As Mulvaney indicated, he is uneasy about the size of spending cuts impacting national defense. He said a "hollowing out" of the military could result from the much greater cuts that are about to impact national security.
"As interested as I have been in looking critically at the Defense Department for savings, an 11 percent across-the-board cut is not the right way to manage the Defense Department. I am concerned about it. I'm concerned about our ability to pursue our interests overseas, especially militarily, and that is a real concern," Mulvaney said. "That being said, the House has already offered its alternative to prevent that and the Senate has refused to take it up. The president has refused to engage on the topic. I don't know what else we can do in the House. We can't govern by ourselves. So it is a difficulty, and we need to face it, but getting rid of the sequester is not the answer."
The U.S. is currently facing annual deficits of more than a trillion dollars and a national debt racing toward $17 trillion.
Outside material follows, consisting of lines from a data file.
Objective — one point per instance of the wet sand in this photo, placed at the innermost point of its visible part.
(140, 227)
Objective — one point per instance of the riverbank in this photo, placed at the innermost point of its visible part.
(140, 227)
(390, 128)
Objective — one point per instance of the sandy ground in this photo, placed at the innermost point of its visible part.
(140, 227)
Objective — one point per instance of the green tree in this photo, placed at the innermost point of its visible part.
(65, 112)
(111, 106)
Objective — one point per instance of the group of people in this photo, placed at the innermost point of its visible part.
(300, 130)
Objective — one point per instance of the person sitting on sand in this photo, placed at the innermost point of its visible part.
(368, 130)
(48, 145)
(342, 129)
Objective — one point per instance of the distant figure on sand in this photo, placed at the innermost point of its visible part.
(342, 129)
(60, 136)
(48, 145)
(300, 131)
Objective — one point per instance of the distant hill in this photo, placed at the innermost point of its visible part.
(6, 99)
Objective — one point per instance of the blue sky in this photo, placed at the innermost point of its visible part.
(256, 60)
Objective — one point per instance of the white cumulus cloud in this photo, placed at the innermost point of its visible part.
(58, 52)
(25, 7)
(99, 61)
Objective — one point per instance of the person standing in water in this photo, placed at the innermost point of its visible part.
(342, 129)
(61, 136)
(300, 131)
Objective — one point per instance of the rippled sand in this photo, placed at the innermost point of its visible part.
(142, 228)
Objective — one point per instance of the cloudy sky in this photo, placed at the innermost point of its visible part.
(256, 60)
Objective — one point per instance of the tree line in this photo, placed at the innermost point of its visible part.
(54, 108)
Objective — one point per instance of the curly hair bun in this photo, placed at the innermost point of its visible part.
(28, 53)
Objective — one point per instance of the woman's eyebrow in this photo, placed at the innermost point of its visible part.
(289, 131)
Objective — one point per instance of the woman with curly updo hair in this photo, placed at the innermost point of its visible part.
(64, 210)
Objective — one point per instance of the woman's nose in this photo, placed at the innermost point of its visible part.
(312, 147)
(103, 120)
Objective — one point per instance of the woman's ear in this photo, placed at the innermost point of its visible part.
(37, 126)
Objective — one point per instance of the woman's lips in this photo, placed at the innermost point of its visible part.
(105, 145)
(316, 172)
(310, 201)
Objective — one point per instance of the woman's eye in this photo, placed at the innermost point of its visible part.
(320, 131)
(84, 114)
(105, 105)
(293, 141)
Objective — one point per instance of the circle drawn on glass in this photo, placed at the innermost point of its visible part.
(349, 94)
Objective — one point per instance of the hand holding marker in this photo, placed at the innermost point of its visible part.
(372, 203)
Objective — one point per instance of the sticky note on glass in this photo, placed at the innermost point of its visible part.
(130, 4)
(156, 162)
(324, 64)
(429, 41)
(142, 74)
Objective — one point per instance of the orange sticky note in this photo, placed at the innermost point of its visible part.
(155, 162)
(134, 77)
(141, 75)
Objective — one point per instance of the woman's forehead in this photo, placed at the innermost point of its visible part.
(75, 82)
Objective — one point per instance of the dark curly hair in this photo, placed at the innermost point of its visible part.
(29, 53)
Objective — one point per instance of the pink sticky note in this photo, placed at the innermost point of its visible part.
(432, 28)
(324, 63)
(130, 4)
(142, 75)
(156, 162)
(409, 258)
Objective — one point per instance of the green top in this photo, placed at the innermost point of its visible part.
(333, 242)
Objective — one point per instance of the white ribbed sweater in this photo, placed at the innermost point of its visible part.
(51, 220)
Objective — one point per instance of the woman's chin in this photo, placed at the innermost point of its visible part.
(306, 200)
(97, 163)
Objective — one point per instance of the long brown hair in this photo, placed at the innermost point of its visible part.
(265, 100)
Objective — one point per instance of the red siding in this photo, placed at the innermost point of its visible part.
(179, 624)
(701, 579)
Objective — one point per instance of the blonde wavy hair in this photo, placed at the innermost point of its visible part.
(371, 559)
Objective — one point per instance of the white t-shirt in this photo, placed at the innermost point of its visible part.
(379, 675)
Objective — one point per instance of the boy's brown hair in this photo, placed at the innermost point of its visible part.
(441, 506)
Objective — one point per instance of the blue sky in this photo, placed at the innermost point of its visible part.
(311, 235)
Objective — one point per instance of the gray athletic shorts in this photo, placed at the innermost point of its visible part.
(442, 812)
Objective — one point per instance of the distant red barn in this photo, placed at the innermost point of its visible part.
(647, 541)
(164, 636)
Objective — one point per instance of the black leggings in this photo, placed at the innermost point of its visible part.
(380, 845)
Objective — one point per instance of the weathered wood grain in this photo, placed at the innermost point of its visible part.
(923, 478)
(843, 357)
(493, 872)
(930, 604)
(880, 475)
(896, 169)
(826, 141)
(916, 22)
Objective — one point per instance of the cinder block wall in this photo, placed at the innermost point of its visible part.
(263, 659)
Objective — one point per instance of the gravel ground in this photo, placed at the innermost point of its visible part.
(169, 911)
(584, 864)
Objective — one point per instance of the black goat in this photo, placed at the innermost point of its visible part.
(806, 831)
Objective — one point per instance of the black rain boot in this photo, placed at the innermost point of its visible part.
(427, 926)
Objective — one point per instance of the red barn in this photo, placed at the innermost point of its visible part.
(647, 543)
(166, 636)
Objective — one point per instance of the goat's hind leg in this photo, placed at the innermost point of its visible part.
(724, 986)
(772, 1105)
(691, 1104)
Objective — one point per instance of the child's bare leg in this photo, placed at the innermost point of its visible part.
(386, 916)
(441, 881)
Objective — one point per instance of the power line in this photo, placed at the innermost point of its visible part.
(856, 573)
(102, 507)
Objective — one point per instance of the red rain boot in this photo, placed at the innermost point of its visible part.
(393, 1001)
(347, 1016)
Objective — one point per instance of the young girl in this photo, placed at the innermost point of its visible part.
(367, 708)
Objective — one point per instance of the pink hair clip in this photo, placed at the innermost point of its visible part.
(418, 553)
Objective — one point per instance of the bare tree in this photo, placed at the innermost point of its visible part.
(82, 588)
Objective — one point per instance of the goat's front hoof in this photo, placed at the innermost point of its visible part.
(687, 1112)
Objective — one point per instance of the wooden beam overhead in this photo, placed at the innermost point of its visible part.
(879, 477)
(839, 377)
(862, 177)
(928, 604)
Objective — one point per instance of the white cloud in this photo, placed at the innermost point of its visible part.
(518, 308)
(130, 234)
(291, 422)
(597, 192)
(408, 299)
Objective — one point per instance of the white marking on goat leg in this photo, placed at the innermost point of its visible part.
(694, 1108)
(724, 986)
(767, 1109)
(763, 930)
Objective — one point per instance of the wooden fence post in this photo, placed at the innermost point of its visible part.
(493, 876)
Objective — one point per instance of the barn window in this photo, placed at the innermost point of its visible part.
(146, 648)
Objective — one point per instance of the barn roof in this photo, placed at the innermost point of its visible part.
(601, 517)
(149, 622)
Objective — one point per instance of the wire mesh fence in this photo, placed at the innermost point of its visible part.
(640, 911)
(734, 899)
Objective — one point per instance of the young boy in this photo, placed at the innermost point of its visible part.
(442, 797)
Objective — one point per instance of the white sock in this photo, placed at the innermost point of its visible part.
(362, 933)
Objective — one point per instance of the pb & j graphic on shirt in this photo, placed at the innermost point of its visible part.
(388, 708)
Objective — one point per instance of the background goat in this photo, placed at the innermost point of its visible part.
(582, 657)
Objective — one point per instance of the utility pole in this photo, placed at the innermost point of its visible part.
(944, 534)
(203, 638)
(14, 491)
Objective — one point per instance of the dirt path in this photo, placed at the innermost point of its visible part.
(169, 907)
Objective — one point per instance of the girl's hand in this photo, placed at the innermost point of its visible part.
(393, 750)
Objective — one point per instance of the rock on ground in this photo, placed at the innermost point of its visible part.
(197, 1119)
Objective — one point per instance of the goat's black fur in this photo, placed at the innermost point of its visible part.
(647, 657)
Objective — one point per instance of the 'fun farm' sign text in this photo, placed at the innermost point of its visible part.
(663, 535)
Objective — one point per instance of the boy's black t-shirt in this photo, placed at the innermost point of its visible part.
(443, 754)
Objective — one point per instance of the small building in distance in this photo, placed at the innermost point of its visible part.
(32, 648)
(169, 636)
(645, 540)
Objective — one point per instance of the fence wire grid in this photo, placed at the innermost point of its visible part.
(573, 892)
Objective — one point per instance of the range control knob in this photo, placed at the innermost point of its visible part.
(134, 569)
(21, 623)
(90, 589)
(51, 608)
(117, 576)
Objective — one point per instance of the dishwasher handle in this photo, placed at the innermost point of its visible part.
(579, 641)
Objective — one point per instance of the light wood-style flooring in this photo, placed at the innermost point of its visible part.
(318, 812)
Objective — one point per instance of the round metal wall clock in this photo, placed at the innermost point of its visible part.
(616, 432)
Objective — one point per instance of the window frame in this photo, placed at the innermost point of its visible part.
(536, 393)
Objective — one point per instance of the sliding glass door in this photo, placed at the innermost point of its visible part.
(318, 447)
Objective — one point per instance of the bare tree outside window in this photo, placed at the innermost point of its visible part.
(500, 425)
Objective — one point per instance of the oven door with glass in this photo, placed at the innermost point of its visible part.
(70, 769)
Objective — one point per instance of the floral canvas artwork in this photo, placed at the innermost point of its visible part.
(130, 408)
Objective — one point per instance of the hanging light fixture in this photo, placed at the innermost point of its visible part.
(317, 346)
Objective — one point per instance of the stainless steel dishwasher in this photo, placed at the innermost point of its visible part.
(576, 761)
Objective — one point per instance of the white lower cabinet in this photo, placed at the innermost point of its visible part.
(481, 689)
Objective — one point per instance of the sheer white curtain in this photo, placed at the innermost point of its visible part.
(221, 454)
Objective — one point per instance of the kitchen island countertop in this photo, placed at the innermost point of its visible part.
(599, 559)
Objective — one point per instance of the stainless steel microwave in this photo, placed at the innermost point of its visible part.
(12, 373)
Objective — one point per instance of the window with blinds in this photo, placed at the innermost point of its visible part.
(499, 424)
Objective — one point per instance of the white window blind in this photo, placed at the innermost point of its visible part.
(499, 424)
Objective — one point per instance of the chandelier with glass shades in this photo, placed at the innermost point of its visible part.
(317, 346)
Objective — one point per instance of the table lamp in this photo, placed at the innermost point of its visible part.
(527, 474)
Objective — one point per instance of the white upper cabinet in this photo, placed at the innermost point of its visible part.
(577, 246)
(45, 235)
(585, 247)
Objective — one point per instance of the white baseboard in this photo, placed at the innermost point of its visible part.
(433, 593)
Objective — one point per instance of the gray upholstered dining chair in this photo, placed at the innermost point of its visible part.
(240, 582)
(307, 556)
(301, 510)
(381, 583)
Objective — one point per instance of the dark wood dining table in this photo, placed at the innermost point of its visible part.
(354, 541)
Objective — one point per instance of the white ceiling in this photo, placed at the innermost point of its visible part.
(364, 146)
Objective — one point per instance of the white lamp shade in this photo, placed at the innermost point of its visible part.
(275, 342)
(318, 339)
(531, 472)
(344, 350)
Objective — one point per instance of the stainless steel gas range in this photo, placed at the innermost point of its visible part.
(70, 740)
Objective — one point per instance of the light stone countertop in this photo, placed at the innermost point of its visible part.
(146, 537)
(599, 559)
Mulvaney said this debate over a relatively tiny amount of spending will demonstrate whether the nation is ready for a larger debate to tackle the big drivers of our debt.
"This is a gut check. This is a test as to whether or not not we can make even small steps toward balancing the budget," Mulvaney said. "I have members of my own party that are concerned about job losses and impacts and so forth. I understand where they're coming from, but this is a two percent reduction in some circumstances. If we cannot do that, do we really have a chance ever to balance the budget? That's exactly what this comes down to. This is a test case. If we do not have the political will to do this, then we might as well give up and go home because I would think that's it's unlikely that we'll ever get real reductions in our spending."
President Obama took to the airwaves on Tuesday to place blame for the sequester at the feet of Republicans. But Mulvaney said the sequester was absolutely Obama's idea, and while the congressman may not have liked the debt ceiling deal from two years ago, he's proud of how the GOP members have handled this fight.
"I don't care whose idea it was. I care who's giving us good ideas on how to fix it. Right now, the House has done that. The Republicans have done that. They have given an alternative," Mulvaney said. "The Senate Democrats have thrown a couple ideas out there but don't have the nerve to take a vote. The president hasn't even thrown any specific ideas out there. He's still talking about a fair and balanced approach and making rich people pay more. That's not a plan. That's a platform. It's a plank in a campaign effort.
"So the Republicans in the effort have a PR effort. Do we have a solid message? Yes, we're being adults. We are serious about the spending problem. We are going to keep the promises made during the debt-ceiling discussion," he said. "I'm proud that the House Republicans have done this time around. At the end of the day, you have to believe that good policy makes good politics, and right now we're on the right side of this policy."
The intense fiscal debates will not ease anytime soon. Mulvaney notes that the next debt-ceiling deadline is May 19, and fights over the House Republican budget and a possible government shutdown will arise before then.